I was standing in the hallway between our two interview
rooms, looking through the glass into Interview 1. There were three people in
the room: the chief, Jared Higley, and a fifty-year old guy, gray hair, who
must have been the public defender. I didn’t recognize him. I had hoped Higley
would be assigned a pimply kid just out of law school.

It was a couple hours after our meeting with Larry
Klein. The chief had told me he had set up the interview for four o’clock. I’d said
I’d just as soon he do it without me. I was pretty wrung out, and if I got
Higley in a room I might reach across the table and try to strangle him. The
chief said he’d be happy to do the interview alone, and how he understood. He
had reviewed all the case files in the system and called me to say he was ready
to roll.

Looking through the glass at the three of them, I
was surprised at how confident Jared Higley looked. Kind of like the first time
I’d seen him, when he strolled out of Amber’s bedroom in his underwear,
scratching his stomach, gazing at the refrigerator as we told his girlfriend
that Maricel Salizar had been killed.

Here he was, cuffed to the bar on the table in
Interview 1, but seemingly undisturbed about the situation he found himself in.
And healthy. Usually, guys we charge with murder have a couple of bruises on
their faces. A busted lip. They’re maybe holding their ribs. There’s this
little passageway, right off the main corridor coming in from the rear
entrance, where there’s no CCTV. That’s where they usually slip and fall. Guys
who shoot at cops, they almost always slip and fall there, sometimes more than
once.

The chief must have put a camera in that
passageway when I was gone. I know it’s wrong to work these guys over. By which
I mean, I understand why it’s wrong—in the abstract. But I’ve never met a cop
who thinks it’s wrong. Not when his partner’s lying in a hospital bed, hooked
up to a dozen tubes.

Back before the new chief took over, we’d bring
the guy in. He’d slip and fall a couple times. When we got him in Interview 1,
if he was too stupid to ask for an attorney, we wouldn’t offer. And we wouldn’t
record the interview unless we’d already worn him down, gotten him to write and
sign a statement. The thinking was that we’d get the confession, bring it to
the defender’s office, have him sign off on it, and we’d be able to skip the
trial altogether.

But the new chief was a little more by-the-book.
It wasn’t that he was a pussy or he thought the guy must’ve had a tough
upbringing or any shit like that. It was more that he understood how when you
prosecute a guy, it’s not really you against the guy. It’s you against the
guy’s attorney. And no matter how dumb the attorney, he was never as dumb as
the guy who pulled the trigger. So the chief liked to do everything according
to regs. “Prepare for the appeal,” that was what he said. Have everything ready
so you can win the case, no matter how many times you have to try it.

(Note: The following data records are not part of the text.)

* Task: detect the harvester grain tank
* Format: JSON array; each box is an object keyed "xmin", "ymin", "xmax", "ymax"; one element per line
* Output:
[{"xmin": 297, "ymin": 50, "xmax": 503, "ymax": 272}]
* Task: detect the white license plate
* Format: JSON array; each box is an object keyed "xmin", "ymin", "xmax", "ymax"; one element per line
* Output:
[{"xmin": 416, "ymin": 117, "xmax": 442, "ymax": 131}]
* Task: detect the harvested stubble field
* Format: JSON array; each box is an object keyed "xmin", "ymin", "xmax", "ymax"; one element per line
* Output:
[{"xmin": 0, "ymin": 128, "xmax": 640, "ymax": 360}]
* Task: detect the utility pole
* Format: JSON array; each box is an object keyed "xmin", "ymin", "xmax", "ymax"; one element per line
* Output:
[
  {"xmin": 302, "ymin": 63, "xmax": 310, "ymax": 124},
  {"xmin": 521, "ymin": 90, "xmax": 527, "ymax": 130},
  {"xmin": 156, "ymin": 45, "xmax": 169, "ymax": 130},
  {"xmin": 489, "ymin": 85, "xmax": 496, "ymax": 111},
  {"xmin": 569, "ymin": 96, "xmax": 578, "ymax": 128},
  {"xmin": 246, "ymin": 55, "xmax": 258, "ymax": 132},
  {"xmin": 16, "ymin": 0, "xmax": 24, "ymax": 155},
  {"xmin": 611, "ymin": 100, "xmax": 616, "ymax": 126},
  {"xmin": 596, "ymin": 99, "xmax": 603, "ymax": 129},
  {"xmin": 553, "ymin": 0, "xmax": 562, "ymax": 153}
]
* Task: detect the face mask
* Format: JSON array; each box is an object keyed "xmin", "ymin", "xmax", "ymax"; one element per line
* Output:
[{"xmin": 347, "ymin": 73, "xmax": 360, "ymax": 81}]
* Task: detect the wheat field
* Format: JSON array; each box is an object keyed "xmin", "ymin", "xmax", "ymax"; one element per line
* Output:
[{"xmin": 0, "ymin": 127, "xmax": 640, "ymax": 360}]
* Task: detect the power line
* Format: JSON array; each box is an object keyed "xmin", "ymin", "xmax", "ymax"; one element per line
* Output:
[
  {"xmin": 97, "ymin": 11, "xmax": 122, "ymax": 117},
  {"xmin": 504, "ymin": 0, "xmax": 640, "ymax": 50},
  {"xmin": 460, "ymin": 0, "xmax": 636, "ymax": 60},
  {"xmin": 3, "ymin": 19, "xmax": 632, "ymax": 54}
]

He was right, of course. But that didn’t make me
any happier. In my new sober state of mind, however, it did help me understand
my limitations a little better. So I decided I’d let him and Larry Klein figure
out how to work this guy.

I looked through the glass, watching the dance.
The chief saying something, the attorney responding. Higley leaning in to
whisper something to the lawyer. I turned on the speaker to listen in.

 “We don’t think you meant to kill Maricel, Jared.”
The chief was talking. His hand was extended, like he was saying we’re all
adults here. Things can sort of happen. But we can work this out. “Way we see
it, you got in an argument with her about that three-way, and things just got
out of hand. Maybe she’d yanked the earring out and you got pissed. Anyone
would understand that. And you just went for the knife. You weren’t even going
to stab her. Maybe you were just trying to defend yourself. But the two of you
were wrestling for it, and she got stabbed. We could see involuntary manslaughter.”

It sounded like the chief knew he couldn’t get
Higley on murder, so he was hoping to get something else. I turned off the speaker
and left the corridor. I headed back to the detectives’ bullpen. I glanced at
my desk and Ryan’s, head-to-head near the center of the room. I walked over to
the coatrack, grabbed my coat, and headed down to the parking spots out back. I
drove over to the hospital, got Ryan’s room number, and headed up to the third
floor, where the ICU is.

There were ten beds in the ICU, arranged in two
rows of five. Down near the end of one of the rows, I saw his wife.

I walked over to her. “You must be Kali.”

She looked startled as she turned to face me. “Karen?”
She had an infant in her arms, a little boy. She shifted him to her other arm
and pulled me in for a kiss.

I’d never met her. I don’t socialize much, never
have. I’d made a point of not going over to Ryan’s house, even though he’d
invited me six or eight times—for dinner, picnics, all kinds of things. The
good reason was that I knew a little of me goes a long way, and an eight-hour
shift, five days a week, is more than a little of me. These were precious years
for Ryan and Kali, with a three-year old and an infant. I didn’t want to
intrude.

The real reason, though, was that I was ashamed. Of
myself, of my drinking—and some other things. He must have told his wife about
how I crashed and burned, been fired, then disappeared into a bottle of Jack
Daniel’s for half a year. I just didn’t want to be in a room with her, making
small talk. She didn’t do anything wrong; she shouldn’t have to do that.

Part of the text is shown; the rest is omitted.